Too mad to talk? The In’s and Out’s of Using a Time-Out in Your Relationship

So, my favorite statistic in the relationship world (which I recognize is a really nerdy thing to say) is that approximately 96 percent of conversations end the same way that they start.  

The reason I like this statistic is because of how predictable it makes our interactions. If a conversation starts in a critical tone it will end with a critical tone. A conversation that starts respectufully will progress thoughtfully and productively.

I find that this statistic is most important to remember when we are at our angriest – in those moments when we are so upset (both psychologically and physiologically) that we are only able to react in one of three ways: fight, flight, or freeze.  This state is called flooding, and it makes addressing marital conflict particularly difficult.

When you are flooded, the last thing you want to do is start or continue a conversation. There is only one thing to do that will make sure you don’t escalate into a fight. 

It’s called a Time-Out.

Here me out!  I know we tend to think of time-out’s as a punitive action used with our kids.  But it’s actually an essential skill for adult couples to practice and master in order to have productive conversations instead of hurtful fights. 

Agreeing to taking a time-out affords you and your partner the opportunity to reduce the level of volatility in your conversation, and to address conflict effectively.

It’s not worth taking the risk of saying things to your partner that you cannot take back.

Interested?  I thought so….

So, before we talk about how to do this, let’s talk about the two assumptions that you and your partner agree to prior to establishing your own time-out practices:

  1. Agree to call a time-out only on yourself, and not your partner.  Think about how you would feel if your partner said, “You look like you need a time-out.” (It never goes well.)  If you feel your partner is flooding, call a time-out on yourself, so that you both can have a constructive dialogue.
  2. Agree that time-outs are not to be used to avoid discussing a conflict.  If a topic is a problem for one partner, it is a problem for both.  Agreeing to time-out practices in your relationship is a commitment that you will not attempt to permanently table a topic.

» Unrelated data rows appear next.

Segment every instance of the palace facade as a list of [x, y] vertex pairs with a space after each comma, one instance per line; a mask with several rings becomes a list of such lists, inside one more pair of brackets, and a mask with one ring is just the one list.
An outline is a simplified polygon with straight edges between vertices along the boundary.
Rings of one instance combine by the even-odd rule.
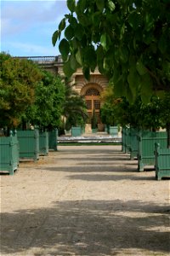
[[[42, 68], [52, 72], [54, 74], [64, 76], [63, 73], [63, 61], [60, 55], [58, 56], [30, 56], [22, 57], [37, 62]], [[73, 89], [78, 92], [79, 95], [85, 97], [86, 104], [88, 107], [88, 120], [86, 125], [86, 131], [91, 130], [91, 118], [94, 108], [98, 118], [98, 129], [99, 131], [104, 130], [104, 125], [100, 120], [100, 93], [107, 87], [108, 79], [101, 75], [98, 69], [91, 73], [90, 80], [88, 81], [79, 68], [71, 77], [71, 84]]]

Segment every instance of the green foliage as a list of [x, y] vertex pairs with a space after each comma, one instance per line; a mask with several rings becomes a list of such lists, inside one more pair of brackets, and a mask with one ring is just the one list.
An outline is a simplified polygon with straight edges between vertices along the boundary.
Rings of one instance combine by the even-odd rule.
[[16, 127], [20, 116], [35, 99], [36, 85], [42, 79], [31, 61], [0, 54], [0, 126]]
[[53, 35], [55, 45], [65, 32], [60, 50], [67, 77], [81, 65], [88, 79], [98, 67], [116, 96], [130, 102], [139, 90], [145, 103], [170, 90], [169, 1], [67, 0], [67, 6], [70, 13]]
[[60, 77], [49, 72], [42, 71], [42, 81], [35, 90], [35, 102], [27, 108], [23, 119], [39, 127], [52, 130], [62, 125], [65, 84]]

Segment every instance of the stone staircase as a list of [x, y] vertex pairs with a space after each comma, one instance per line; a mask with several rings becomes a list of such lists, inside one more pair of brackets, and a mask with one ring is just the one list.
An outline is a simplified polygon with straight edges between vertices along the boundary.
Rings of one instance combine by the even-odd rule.
[[80, 137], [60, 136], [58, 143], [121, 143], [122, 136], [113, 137], [106, 132], [85, 133]]

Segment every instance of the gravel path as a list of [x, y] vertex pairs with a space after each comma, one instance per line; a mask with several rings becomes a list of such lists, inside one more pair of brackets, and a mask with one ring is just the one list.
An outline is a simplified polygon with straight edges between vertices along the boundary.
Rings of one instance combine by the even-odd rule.
[[169, 255], [169, 179], [121, 146], [59, 146], [1, 175], [1, 255]]

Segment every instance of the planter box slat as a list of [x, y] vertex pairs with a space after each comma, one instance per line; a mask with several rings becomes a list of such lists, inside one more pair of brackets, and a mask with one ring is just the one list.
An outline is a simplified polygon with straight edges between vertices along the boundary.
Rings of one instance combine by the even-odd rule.
[[16, 136], [0, 137], [0, 172], [14, 175], [19, 166], [19, 142]]
[[48, 154], [48, 131], [39, 132], [39, 154]]
[[157, 180], [170, 177], [170, 148], [162, 148], [159, 143], [155, 147], [156, 177]]
[[138, 136], [138, 171], [143, 172], [145, 166], [155, 165], [155, 143], [160, 143], [163, 148], [167, 145], [166, 131], [140, 131]]
[[57, 151], [58, 130], [48, 131], [48, 149]]
[[39, 131], [38, 130], [18, 131], [17, 137], [20, 146], [20, 160], [39, 159]]

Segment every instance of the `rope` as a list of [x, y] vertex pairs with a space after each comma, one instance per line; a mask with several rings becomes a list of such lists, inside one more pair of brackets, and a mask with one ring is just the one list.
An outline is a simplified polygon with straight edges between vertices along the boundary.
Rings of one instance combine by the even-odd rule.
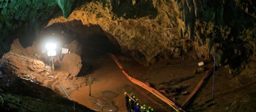
[[255, 81], [256, 81], [256, 80], [255, 80], [255, 81], [251, 81], [251, 82], [248, 82], [248, 83], [245, 83], [245, 84], [244, 84], [244, 85], [242, 85], [242, 86], [240, 86], [240, 87], [237, 87], [237, 88], [234, 88], [234, 89], [231, 89], [231, 90], [226, 90], [226, 91], [225, 91], [222, 92], [221, 92], [221, 93], [219, 93], [216, 94], [215, 95], [219, 95], [219, 94], [223, 94], [223, 93], [226, 93], [226, 92], [229, 92], [229, 91], [233, 91], [233, 90], [236, 90], [236, 89], [239, 89], [239, 88], [241, 88], [241, 87], [244, 87], [244, 86], [246, 86], [246, 85], [249, 85], [249, 84], [250, 84], [250, 83], [253, 83], [253, 82], [255, 82]]
[[3, 99], [3, 98], [2, 97], [1, 95], [0, 95], [0, 97], [1, 97], [1, 99], [3, 100], [3, 103], [2, 103], [2, 105], [1, 105], [1, 106], [3, 106], [3, 104], [4, 104], [4, 99]]
[[216, 60], [216, 53], [214, 53], [214, 64], [213, 65], [213, 96], [212, 98], [213, 99], [214, 98], [214, 80], [215, 79], [215, 60]]
[[[128, 79], [127, 79], [128, 80]], [[136, 89], [137, 89], [138, 91], [139, 91], [139, 92], [140, 93], [141, 93], [142, 95], [143, 95], [144, 96], [145, 96], [146, 98], [147, 98], [148, 99], [149, 99], [149, 100], [150, 100], [151, 101], [152, 101], [153, 103], [155, 103], [155, 104], [157, 105], [158, 106], [159, 106], [161, 108], [162, 108], [162, 109], [164, 109], [165, 111], [168, 111], [168, 110], [167, 109], [166, 109], [165, 107], [164, 107], [164, 106], [163, 106], [162, 105], [161, 105], [160, 104], [159, 104], [159, 103], [158, 103], [156, 100], [155, 100], [154, 99], [153, 99], [152, 98], [151, 98], [149, 96], [148, 96], [148, 95], [147, 95], [146, 93], [145, 93], [143, 91], [142, 91], [142, 90], [141, 90], [140, 89], [139, 89], [139, 88], [138, 88], [137, 87], [136, 87], [136, 86], [135, 86], [131, 81], [129, 81], [129, 80], [127, 80], [127, 81], [131, 84], [131, 85], [132, 85], [132, 86], [133, 86], [134, 88], [135, 88]], [[129, 96], [129, 97], [131, 97]], [[132, 99], [133, 99], [132, 98]], [[135, 101], [135, 100], [134, 100], [134, 101]]]
[[124, 69], [124, 67], [119, 62], [117, 58], [112, 54], [109, 54], [110, 56], [114, 60], [114, 61], [116, 62], [116, 64], [119, 67], [120, 69], [121, 70], [122, 73], [132, 82], [133, 83], [140, 86], [141, 87], [144, 88], [144, 89], [147, 90], [148, 92], [151, 93], [152, 94], [155, 95], [156, 97], [158, 97], [166, 103], [167, 103], [169, 105], [170, 105], [171, 107], [172, 107], [175, 111], [180, 111], [181, 110], [185, 111], [181, 108], [178, 107], [174, 102], [172, 101], [166, 97], [162, 95], [158, 91], [155, 89], [149, 87], [148, 85], [145, 83], [136, 79], [136, 78], [134, 78], [132, 77]]
[[66, 92], [66, 91], [64, 90], [63, 87], [62, 87], [62, 86], [61, 85], [60, 85], [60, 86], [61, 86], [61, 89], [62, 89], [62, 90], [63, 90], [64, 92], [65, 93], [65, 94], [66, 94], [66, 95], [67, 96], [67, 97], [70, 100], [72, 100], [73, 101], [73, 100], [72, 100], [72, 99], [70, 98], [70, 97], [69, 97], [69, 96], [68, 96], [68, 95], [67, 94], [67, 92]]

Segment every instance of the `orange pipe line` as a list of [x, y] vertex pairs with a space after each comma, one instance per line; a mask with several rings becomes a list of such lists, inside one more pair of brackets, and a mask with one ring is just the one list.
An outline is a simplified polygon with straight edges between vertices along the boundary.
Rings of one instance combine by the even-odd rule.
[[184, 103], [183, 103], [182, 105], [183, 107], [184, 107], [187, 104], [187, 103], [189, 101], [191, 98], [194, 96], [194, 95], [195, 95], [195, 94], [197, 92], [199, 89], [200, 89], [200, 87], [202, 85], [206, 78], [208, 77], [210, 74], [211, 74], [211, 73], [213, 71], [213, 66], [211, 67], [211, 68], [208, 70], [206, 74], [204, 74], [202, 78], [201, 79], [201, 80], [200, 80], [195, 89], [194, 89], [194, 90], [193, 90], [190, 95], [189, 95], [187, 99], [186, 99], [186, 101], [184, 102]]
[[144, 88], [144, 89], [147, 90], [148, 92], [151, 93], [153, 94], [154, 95], [155, 95], [156, 97], [158, 97], [166, 103], [167, 103], [169, 105], [170, 105], [171, 107], [172, 107], [176, 111], [180, 111], [180, 110], [182, 110], [183, 111], [185, 111], [181, 107], [178, 107], [174, 102], [167, 98], [166, 97], [161, 94], [159, 92], [157, 91], [156, 90], [149, 87], [145, 83], [135, 79], [133, 77], [132, 77], [131, 76], [129, 75], [129, 74], [127, 73], [127, 72], [124, 70], [124, 67], [122, 66], [122, 65], [119, 62], [117, 58], [116, 57], [115, 55], [112, 54], [109, 54], [110, 57], [114, 60], [114, 61], [115, 62], [116, 64], [119, 67], [120, 69], [121, 70], [122, 73], [132, 82], [133, 83], [141, 87], [142, 88]]

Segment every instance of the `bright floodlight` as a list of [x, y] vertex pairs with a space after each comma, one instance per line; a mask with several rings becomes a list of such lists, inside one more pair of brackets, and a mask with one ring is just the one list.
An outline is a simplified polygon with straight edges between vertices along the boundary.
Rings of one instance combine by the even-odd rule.
[[54, 50], [50, 50], [47, 52], [47, 54], [49, 57], [54, 57], [56, 55], [56, 51]]
[[47, 43], [46, 49], [47, 50], [55, 50], [56, 48], [56, 44], [54, 43]]

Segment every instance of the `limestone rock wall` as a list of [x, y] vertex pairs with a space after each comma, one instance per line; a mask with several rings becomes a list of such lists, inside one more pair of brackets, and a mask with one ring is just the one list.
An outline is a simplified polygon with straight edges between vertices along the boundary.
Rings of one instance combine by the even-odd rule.
[[90, 1], [48, 25], [73, 20], [98, 25], [123, 52], [145, 65], [216, 54], [217, 65], [236, 73], [255, 57], [255, 5], [250, 0]]

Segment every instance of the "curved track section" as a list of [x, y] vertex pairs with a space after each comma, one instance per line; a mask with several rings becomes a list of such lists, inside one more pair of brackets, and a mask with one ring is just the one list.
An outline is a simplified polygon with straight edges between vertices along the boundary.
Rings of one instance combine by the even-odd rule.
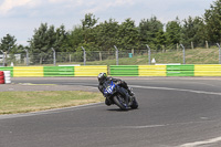
[[[1, 147], [220, 147], [220, 78], [125, 78], [139, 109], [94, 104], [0, 116]], [[14, 78], [96, 87], [96, 78]]]

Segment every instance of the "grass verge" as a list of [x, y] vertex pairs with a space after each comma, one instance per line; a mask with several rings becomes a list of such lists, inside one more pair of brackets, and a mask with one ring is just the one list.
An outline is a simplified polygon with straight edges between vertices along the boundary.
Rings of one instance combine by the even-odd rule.
[[99, 93], [81, 91], [1, 92], [0, 115], [103, 102]]

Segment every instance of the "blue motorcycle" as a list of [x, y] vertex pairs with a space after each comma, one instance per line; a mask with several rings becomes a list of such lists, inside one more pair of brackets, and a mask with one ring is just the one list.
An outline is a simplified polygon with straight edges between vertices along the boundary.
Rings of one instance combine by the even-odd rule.
[[112, 104], [116, 104], [123, 111], [138, 108], [136, 97], [129, 95], [127, 90], [124, 87], [120, 87], [113, 81], [105, 82], [104, 86], [104, 95], [112, 102]]

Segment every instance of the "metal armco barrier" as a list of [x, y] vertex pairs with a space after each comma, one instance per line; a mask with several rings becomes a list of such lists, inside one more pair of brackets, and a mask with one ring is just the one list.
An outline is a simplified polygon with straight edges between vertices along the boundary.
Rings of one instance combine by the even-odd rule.
[[74, 67], [74, 76], [97, 76], [99, 73], [107, 73], [107, 65]]
[[74, 66], [44, 66], [44, 76], [74, 76]]
[[139, 76], [138, 65], [110, 65], [112, 76]]
[[221, 76], [221, 65], [194, 65], [194, 76]]
[[139, 76], [167, 76], [166, 65], [139, 65]]
[[194, 76], [194, 65], [167, 65], [167, 76]]
[[220, 64], [14, 66], [0, 67], [0, 71], [10, 71], [11, 77], [97, 76], [102, 72], [110, 76], [221, 76]]

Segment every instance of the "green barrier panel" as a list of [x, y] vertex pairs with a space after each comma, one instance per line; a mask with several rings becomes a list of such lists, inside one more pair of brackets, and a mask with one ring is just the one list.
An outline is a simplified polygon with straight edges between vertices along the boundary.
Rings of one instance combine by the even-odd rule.
[[44, 76], [74, 76], [74, 66], [44, 66]]
[[194, 65], [167, 65], [167, 76], [194, 76]]
[[138, 76], [138, 65], [110, 65], [110, 76]]
[[2, 67], [0, 67], [0, 71], [10, 71], [11, 77], [13, 77], [13, 67], [12, 66], [10, 66], [10, 67], [2, 66]]

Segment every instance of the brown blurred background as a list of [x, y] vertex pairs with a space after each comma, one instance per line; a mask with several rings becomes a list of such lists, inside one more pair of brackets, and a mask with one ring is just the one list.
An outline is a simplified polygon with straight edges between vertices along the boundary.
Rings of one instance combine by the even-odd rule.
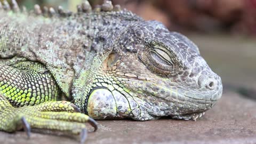
[[[82, 0], [18, 0], [33, 9], [40, 5], [76, 11]], [[102, 0], [91, 0], [93, 5]], [[256, 0], [114, 0], [146, 20], [162, 22], [170, 30], [205, 33], [256, 35]]]

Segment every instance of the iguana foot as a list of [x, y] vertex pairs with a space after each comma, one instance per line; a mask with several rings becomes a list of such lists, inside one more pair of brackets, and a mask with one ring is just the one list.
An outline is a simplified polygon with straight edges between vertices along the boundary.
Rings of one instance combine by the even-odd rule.
[[6, 109], [0, 108], [0, 130], [12, 132], [23, 129], [28, 137], [30, 127], [47, 129], [80, 134], [82, 143], [87, 136], [85, 123], [89, 122], [94, 127], [94, 131], [98, 129], [94, 119], [85, 114], [76, 113], [79, 111], [77, 107], [65, 101], [45, 102], [37, 106], [20, 108], [10, 105], [4, 108]]
[[196, 121], [197, 118], [201, 118], [204, 115], [204, 112], [199, 112], [191, 114], [187, 114], [184, 115], [172, 116], [172, 118], [174, 119], [182, 119], [184, 120], [193, 120]]

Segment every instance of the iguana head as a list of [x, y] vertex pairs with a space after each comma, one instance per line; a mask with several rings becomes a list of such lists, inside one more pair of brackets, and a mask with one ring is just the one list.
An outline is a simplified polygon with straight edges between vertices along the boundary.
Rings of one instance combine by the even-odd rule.
[[[115, 82], [103, 86], [107, 88], [101, 92], [109, 92], [105, 101], [113, 100], [114, 115], [132, 115], [140, 120], [184, 115], [205, 111], [220, 98], [221, 78], [210, 68], [197, 46], [162, 23], [133, 24], [111, 41], [106, 45], [113, 50], [103, 62], [103, 73]], [[97, 106], [90, 103], [94, 99], [90, 99], [91, 111], [91, 106]], [[103, 111], [100, 113], [106, 114]]]

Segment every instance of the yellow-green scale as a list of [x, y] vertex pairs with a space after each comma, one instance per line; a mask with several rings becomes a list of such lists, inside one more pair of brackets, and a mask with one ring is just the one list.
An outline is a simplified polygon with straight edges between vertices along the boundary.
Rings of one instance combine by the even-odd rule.
[[[44, 101], [57, 100], [58, 87], [52, 77], [48, 73], [38, 73], [46, 70], [44, 66], [29, 62], [19, 63], [18, 66], [21, 68], [16, 69], [17, 67], [4, 66], [3, 70], [0, 70], [0, 74], [2, 74], [0, 77], [0, 93], [12, 105], [18, 107], [33, 106]], [[11, 75], [8, 71], [11, 71]]]

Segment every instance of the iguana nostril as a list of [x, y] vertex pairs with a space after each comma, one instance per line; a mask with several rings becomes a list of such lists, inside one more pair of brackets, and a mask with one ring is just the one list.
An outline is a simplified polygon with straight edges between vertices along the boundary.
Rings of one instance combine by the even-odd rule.
[[214, 85], [214, 83], [213, 83], [213, 82], [210, 82], [210, 83], [209, 83], [209, 87], [213, 87], [213, 85]]
[[206, 85], [206, 88], [210, 90], [213, 90], [214, 88], [214, 83], [213, 82], [210, 82], [210, 83]]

If you’re on board with those two assumptions, let’s talk logistics.  Here’s how it’s done:

  1. Identify a signal.  If you are too flooded to make a verbal statement of a need for a time-out, consider other ways of letting your partner know what you are doing (e.g., make a T with your hands).  This lets your partner know that you are not just abandoning the conversation, or the relationship all together.
  2. Identify length of time.  The typical flooded individual requires 20 minutes to return to a calm state.  General guidelines suggest that effective time-out’s are at least 20 minutes and no longer than 24 hours.  It’s best to identify how long you will need prior to taking your time-out so that you both know in advance when the reconnection will happen.
  3. Use your time effectively. When you are in your time-out, this is a time to self-soothe and not ruminate. It’s time to call on some of those basic coping skills that can help you calm down.  Common methods of de-escalation include deep breathing, progressive relaxation, watching TV, sketching, listening to music, or going for a walk… just to name a few.
  4. Identify a location.  It’s a good idea to talk about potential places that you can go so that you are able to calm yourself down.  Then, once a time-out is called, allow your partner their space to do so in the location of their choice.  That means you don’t follow them, and they do not follow you.  Leave each other alone!

After the allotted time, you’re ready to come back and chat – you’ve now got one of four options:

  1. Continue the conversation.  
  2. Agree to drop the conversation. 
  3. Agree to table the conversation.  
  4. Call another time-out if none of the other three is possible.

Once you return to the topic, you both will be calmer and remember that you are on the same team. You’ll be more likely to talk to one another as people who like one another rather than adversaries.

I recognize that this is not an easy skill to practice or enact.  If you discuss these guidelines with your partner when you are not in the midst of a conflict, you are likely to have less intense fights with quicker, longer-lasting repairs.